0%

GSoC 2020 - Week 6

So, six weeks have elapsed of my GSoC 2020. It feels great to be working on the project as we have made a good amount of progress.

Also, the first evaluations had been completed and I had successfully passed them. That’s good!

Now coming to what I have been working on the last two weeks. Initially the plan was to start working on the Treating collections as a resource issue in hydrus.

But after discussion with my mentors, they suggested me to work on two smaller issues before tackling the above issue as that is a big one.

The problems

1. Use of “*Collection” as default notation for Collection resources

In a lot of places hydrus assumes that the collection for a certain resource will be of the name “[Classname]Collection”. This has been added in a lot of places in the code as well(hardcoded). For example here.

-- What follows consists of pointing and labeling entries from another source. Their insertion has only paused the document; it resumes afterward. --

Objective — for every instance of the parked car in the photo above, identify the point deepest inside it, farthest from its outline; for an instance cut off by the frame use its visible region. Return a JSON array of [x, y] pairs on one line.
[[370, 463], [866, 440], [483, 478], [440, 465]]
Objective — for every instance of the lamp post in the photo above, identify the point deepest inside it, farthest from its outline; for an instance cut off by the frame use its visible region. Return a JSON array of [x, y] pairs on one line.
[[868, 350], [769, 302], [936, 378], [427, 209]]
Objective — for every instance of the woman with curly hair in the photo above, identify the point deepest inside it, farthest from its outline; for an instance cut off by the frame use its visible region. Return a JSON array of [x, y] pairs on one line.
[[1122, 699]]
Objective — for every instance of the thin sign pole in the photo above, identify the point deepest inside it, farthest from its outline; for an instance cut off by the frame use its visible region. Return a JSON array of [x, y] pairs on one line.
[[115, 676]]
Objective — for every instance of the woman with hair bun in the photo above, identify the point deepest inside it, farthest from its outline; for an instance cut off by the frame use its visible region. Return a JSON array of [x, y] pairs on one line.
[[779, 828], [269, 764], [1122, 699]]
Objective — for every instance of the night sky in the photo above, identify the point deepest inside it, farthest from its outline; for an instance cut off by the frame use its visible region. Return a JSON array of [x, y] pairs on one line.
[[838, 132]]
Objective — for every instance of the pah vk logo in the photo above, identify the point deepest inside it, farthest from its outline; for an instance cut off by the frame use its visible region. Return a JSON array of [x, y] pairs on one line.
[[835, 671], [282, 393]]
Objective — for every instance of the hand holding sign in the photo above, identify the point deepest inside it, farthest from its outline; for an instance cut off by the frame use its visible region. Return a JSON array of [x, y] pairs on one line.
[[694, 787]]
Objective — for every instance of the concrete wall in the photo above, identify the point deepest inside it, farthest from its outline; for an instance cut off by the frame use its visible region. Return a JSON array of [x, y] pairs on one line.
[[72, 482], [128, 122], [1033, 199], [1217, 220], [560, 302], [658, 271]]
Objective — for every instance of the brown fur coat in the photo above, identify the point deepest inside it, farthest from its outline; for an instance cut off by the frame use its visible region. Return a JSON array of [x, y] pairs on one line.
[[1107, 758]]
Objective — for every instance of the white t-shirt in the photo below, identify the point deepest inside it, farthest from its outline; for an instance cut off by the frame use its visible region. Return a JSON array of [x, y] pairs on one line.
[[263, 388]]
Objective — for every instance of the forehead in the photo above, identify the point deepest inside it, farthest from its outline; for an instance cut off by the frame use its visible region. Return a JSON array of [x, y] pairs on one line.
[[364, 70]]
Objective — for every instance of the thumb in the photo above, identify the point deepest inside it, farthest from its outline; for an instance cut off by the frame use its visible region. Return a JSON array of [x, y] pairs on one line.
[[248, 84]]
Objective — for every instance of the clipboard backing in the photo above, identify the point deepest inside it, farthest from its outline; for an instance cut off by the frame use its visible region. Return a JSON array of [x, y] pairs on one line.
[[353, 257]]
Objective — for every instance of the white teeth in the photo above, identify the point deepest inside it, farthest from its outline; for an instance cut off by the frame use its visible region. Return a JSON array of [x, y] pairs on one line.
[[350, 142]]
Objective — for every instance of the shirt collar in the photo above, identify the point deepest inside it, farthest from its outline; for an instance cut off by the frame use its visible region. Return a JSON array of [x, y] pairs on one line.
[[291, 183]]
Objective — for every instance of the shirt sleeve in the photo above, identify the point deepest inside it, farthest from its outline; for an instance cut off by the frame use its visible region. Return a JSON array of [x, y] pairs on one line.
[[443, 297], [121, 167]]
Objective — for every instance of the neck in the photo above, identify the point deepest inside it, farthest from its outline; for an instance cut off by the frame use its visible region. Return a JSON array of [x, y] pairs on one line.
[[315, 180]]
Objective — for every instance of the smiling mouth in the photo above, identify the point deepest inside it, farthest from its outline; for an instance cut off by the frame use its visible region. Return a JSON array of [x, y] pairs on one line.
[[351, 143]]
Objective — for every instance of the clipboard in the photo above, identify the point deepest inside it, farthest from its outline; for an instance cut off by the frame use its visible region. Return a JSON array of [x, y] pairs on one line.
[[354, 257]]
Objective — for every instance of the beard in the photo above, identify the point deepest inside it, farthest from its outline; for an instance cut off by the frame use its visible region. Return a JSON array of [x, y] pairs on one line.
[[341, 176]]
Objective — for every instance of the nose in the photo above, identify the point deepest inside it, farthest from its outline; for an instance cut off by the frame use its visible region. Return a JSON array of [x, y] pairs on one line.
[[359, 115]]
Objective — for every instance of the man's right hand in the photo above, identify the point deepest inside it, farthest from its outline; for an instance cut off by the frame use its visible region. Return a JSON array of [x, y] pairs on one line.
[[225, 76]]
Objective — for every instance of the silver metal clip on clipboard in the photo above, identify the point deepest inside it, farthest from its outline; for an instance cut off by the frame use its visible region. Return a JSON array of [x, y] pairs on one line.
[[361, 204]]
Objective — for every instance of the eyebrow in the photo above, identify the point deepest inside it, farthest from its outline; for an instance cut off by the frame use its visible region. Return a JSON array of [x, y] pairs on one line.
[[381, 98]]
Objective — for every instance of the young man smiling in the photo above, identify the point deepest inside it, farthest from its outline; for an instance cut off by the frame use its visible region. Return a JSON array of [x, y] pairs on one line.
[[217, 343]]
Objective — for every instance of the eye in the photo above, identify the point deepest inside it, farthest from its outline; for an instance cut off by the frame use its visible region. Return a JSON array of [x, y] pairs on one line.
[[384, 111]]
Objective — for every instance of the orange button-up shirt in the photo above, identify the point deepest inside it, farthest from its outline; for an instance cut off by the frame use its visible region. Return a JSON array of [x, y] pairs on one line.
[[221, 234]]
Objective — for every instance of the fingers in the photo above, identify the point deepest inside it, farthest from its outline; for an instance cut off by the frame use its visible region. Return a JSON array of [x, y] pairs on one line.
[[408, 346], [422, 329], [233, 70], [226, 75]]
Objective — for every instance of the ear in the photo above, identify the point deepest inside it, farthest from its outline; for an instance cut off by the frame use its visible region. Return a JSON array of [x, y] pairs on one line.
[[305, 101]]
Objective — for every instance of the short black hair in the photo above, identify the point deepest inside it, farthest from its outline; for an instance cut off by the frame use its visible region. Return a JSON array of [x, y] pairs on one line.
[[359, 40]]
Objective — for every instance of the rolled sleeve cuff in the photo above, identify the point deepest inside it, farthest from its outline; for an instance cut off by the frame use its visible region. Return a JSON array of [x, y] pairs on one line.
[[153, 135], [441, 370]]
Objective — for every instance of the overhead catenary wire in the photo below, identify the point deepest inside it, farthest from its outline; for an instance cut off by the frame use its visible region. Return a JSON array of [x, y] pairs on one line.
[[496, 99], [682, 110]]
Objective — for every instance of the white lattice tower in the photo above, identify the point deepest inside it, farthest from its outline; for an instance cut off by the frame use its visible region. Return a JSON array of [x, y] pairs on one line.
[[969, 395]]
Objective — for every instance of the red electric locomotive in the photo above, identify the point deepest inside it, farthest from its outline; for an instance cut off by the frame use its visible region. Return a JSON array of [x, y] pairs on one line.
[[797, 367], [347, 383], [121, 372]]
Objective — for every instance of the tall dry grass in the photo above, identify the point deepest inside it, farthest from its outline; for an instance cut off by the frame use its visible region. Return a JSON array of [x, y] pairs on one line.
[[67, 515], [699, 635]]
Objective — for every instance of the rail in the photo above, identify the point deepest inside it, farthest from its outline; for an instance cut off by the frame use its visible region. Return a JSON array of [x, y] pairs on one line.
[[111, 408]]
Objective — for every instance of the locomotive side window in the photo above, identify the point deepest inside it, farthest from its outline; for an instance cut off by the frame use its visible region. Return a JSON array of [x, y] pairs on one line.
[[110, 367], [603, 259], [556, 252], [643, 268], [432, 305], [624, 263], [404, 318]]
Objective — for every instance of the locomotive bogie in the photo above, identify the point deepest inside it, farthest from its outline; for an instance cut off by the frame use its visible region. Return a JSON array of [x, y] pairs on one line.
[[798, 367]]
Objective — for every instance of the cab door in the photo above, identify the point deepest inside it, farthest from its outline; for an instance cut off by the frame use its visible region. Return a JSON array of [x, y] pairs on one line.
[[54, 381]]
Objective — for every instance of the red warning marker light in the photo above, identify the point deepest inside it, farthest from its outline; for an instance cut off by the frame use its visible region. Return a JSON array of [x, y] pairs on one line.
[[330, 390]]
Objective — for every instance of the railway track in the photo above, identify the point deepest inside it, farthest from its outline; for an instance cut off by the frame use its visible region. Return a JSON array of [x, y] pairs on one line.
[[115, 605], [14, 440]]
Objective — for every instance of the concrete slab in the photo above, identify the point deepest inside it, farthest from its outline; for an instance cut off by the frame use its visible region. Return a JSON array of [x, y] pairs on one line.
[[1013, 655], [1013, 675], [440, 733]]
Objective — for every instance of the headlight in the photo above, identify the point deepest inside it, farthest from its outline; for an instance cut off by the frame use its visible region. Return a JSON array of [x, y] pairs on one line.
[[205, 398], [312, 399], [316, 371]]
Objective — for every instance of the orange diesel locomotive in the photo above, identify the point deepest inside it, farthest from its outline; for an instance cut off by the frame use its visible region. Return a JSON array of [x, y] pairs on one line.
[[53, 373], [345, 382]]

Ideally, Collection endpoint and resource can use any “name” and we should not limit it to the current format.

Solution

Collections have to be uniquely identified from the APIDOC. Also, the parsing of resources from the API Doc is actually taken care by the hydra-python-core module. So, the actual problem here lies in that module rather than hydrus.

After going through the hydra specs, we understood that collections in an APIDOC can be identified through two ways.

  • All collections have to have an inline ‘manages’ block. The manages block is a way to add information about the members of that collections.
  • All collections can be provided in the hydra:collection property of the EntryPoint.

Both of these cases can be understood from this example.

The work I have done is in this PR: https://github.com/HTTP-APIs/hydra-python-core/pull/41

There was also complementary work done by in this PR by another fellow GSoC participant, Priyanshu.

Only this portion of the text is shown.